The hop is set for .25g BB's - with these you get good grouping at up to 25 metres in warm weather with effective range dropping to 20 as the temperature drops. Power is reported at .8joules and we'll shortly be chrono'ing my piece.
The small capacity of the magazines means that you're essentially using a complete one to clear a room - something the M1100 is very effective at. Swapping the mags is simple and takes seconds and with their cheap price I always carry a pouch full of them.
Of equal importance is a spare gas tank - although I average 5 mags from a single tank which is normally more than enough for a game - your spare is easily and quickly swapped. Its also nice to see that if your gas tank goes your gun is still functional.

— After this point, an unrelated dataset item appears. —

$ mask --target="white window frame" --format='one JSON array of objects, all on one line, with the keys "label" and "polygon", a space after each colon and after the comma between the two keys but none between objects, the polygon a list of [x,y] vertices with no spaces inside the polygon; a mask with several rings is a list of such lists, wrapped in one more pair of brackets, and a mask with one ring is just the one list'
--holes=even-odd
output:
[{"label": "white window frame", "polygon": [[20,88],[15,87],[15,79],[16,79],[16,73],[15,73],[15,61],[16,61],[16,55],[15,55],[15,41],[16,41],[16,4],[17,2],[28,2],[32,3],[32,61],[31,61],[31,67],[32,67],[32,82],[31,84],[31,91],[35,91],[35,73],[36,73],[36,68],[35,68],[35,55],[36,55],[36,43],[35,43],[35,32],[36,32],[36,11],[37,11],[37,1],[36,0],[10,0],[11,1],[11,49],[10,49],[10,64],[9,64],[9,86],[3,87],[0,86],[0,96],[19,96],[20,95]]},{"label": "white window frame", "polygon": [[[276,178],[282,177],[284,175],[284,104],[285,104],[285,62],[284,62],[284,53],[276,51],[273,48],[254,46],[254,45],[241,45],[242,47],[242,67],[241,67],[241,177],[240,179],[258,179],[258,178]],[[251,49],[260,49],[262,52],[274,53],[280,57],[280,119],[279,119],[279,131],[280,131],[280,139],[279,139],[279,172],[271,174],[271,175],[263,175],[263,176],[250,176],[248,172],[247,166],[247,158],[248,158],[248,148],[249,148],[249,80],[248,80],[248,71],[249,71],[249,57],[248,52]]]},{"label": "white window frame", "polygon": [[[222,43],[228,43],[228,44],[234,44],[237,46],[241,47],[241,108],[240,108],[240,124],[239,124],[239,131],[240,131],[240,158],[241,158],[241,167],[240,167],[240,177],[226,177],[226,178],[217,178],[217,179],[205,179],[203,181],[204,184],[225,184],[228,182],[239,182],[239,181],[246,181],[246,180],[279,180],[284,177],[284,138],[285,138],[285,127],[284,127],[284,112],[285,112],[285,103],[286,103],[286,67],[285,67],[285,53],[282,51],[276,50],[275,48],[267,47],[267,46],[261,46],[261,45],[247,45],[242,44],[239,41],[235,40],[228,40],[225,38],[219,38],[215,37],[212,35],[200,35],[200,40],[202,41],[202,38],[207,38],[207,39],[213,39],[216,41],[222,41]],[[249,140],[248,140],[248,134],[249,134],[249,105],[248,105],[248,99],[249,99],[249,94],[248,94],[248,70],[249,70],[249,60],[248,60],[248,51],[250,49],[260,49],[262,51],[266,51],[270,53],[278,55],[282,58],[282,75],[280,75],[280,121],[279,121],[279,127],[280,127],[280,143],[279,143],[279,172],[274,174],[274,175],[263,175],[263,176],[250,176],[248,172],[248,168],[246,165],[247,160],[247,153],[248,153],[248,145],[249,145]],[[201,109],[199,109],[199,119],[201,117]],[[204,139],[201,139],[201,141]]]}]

The second thing you should do after you get your M1100 (the first clearly being to unwrap and hold the thing in your hands!) is to throw the plastic loading tool out of the window. Without it, loading the mags is simple and can be easily performed in the field - with it it's a different story and a whole world of pain!
I've have also skirmished efffectively in the field with my M1100 - and whilst it does suffer from a lack of range when compared to its primary QCB function it is lethal for snap shooting and removing the ubiquitous 'player in the bush'.
It is however a CQB weapon above all else and as such performs spectacularly well, especially for room clearance or taking on multiple opponents at close range.
So the down side ?
As mentioned earlier, the mags are comparitively small, especially given the rate of fire, necessitating frequent swaps. However, you're generally swapping after clearing a room and the process is quick enough so that if any one tries to rush you, chances are you'll be ready for them at very close range when they pile into your room.
The second point is that we bought a pair of M1100's. Whilst mine has performed admirably without any issues whatsoever its twin failed completely on the second outing - with the internals shattering and dropping out of the gun completely. We've yet to hear of any other M1100 performing in a similar way - but ever since I've erred on the cautious side and limited my M1100 to HFC134 just to be safe.
The M1100 will not suit everyone's tastes. Purists will prefer the shell ejecting version with a greater shot capacity. Equally valid are those who prefer the 10 shot 'pump' action TM system. Due to necessity to use HFC 134a the range is also strictly limited - meaning that it really is suited to a pure CQB role.